Bonsoir, belle mademoiselle
.” Jake, with a young girl hanging on his arm, greeted Amy in an atrocious French accent. “
Capitaine
.” He gave Mark a halfhearted salute. “Enjoying the sights of Paris, Sister?” he asked cheekily, ignoring Mark’s scowl.

“Yes I am, thank you, Jake.”

“Insolent young pup,” Mark snapped, as the young soldier and his companion sashayed down the street.

“He’s all right. It’s quite shocking the way he swears all the time, but he’s gentle with the wounded.”

“Some of those young privates need a lesson in military etiquette. You should see the way the Australian troops behave in London, demanding entry to the best clubs, causing fights wherever they go. There’s a reckless bravado about them. They’ll be annihilated when they’re up against the Kaiser’s crack troops if they don’t change their attitude.”

“Would you prefer us to be subservient all the time?” She threw her head back proudly. “It isn’t in the nature of Australians to let themselves be bullied.”

“What’s the use?” He stopped so suddenly she cannoned into him, and his arms clamped around her waist. “You’re as wild as your countrymen, and there’s only one way I can tame you.”
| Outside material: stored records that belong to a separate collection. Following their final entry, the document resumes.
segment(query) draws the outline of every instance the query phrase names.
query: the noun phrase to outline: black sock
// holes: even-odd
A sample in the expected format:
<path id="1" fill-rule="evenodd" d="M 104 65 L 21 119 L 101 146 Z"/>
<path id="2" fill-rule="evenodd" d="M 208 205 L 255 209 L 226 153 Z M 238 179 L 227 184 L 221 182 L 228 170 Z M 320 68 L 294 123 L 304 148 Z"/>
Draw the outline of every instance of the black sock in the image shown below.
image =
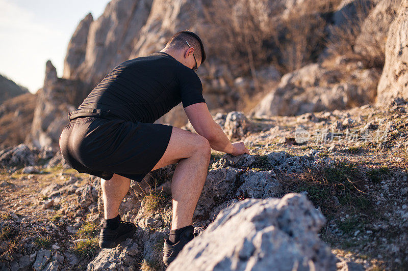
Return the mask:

His mouth swooped to take hers in an explosive kiss that left her trembling. He maneuvered them into the shadows. She forgot all about his snub and ignored the fact he was still tied to his dead wife. Her mouth opened eagerly under his onslaught. Smooth as velvet, his tongue explored and probed her mouth. He seared a trail of smoldering kisses along her jawline until his mouth became lost in the soft, warm hollow of her throat.

It came slowly, seeping through the euphoric mist enveloping her. An insidious, cloying perfume clung to the cloth of his uniform jacket. Her blood, only a second ago boiling like a cauldron, froze. Icicles formed around her heart because the presence of Mark’s fancy woman lingered on his jacket.
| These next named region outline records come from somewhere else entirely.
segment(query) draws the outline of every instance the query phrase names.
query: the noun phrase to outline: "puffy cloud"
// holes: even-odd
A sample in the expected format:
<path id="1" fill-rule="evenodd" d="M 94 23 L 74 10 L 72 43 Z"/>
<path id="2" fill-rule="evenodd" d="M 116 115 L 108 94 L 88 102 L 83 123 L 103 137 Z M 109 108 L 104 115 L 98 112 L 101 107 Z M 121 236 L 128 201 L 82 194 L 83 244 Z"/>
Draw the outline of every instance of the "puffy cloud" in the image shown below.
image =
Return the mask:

“What’s wrong, my darling?”

Anger and hurt caused her to lash out at his face, her stinging slap forcing his head back. She heard the sharp, shocked intake of his breath.
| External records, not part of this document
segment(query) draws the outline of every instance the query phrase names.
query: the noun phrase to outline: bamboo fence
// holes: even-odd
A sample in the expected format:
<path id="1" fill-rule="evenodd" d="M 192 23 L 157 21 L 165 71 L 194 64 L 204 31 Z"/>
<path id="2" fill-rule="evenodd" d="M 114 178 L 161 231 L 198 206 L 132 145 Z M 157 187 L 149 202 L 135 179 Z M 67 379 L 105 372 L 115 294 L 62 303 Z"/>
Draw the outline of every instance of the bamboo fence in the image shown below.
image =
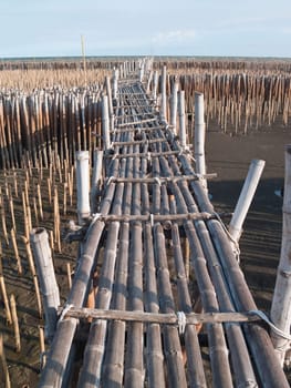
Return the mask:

He dropped his hands and stepped away. “What’s that in aid of?”

“P…P…Perfume.”

“What!”

“How could you do such a filthy thing to me,” she whispered brokenly. “Kissing me while the smell of some French whore is still on your clothes.”

He didn’t speak, and in the darkness an insurmountable wall built between them. On leaden feet she moved away, the weight of her pain almost doubling her over.

“Wait. I’ll see you back to the hospital,” he said in a flat, toneless voice.

“Don’t bother.” He didn’t even care enough to defend himself. Did he plan to take all she offered before rounding the night off in the French woman’s bed? Bile rose up in her throat, and she swallowed down on its bitterness so it wouldn’t overflow and cascade onto the street.

A fever-hot bolt shot through her body, but it couldn’t warm her icy limbs.
You’ve
hurt me for the last time. I won’t let you do it again
. She wouldn’t be able to survive another act of treachery.

“You’ve always been prepared to think the worst of me,” he accused bitterly.

“And don’t I have the right?” she screamed.

He waved down a motorized taxicab for her, and when she refused his offer to escort her back to the hospital, thrust a handful of money at her. As the taxi drove away, she glanced back to see Mark standing motionless, staring after her.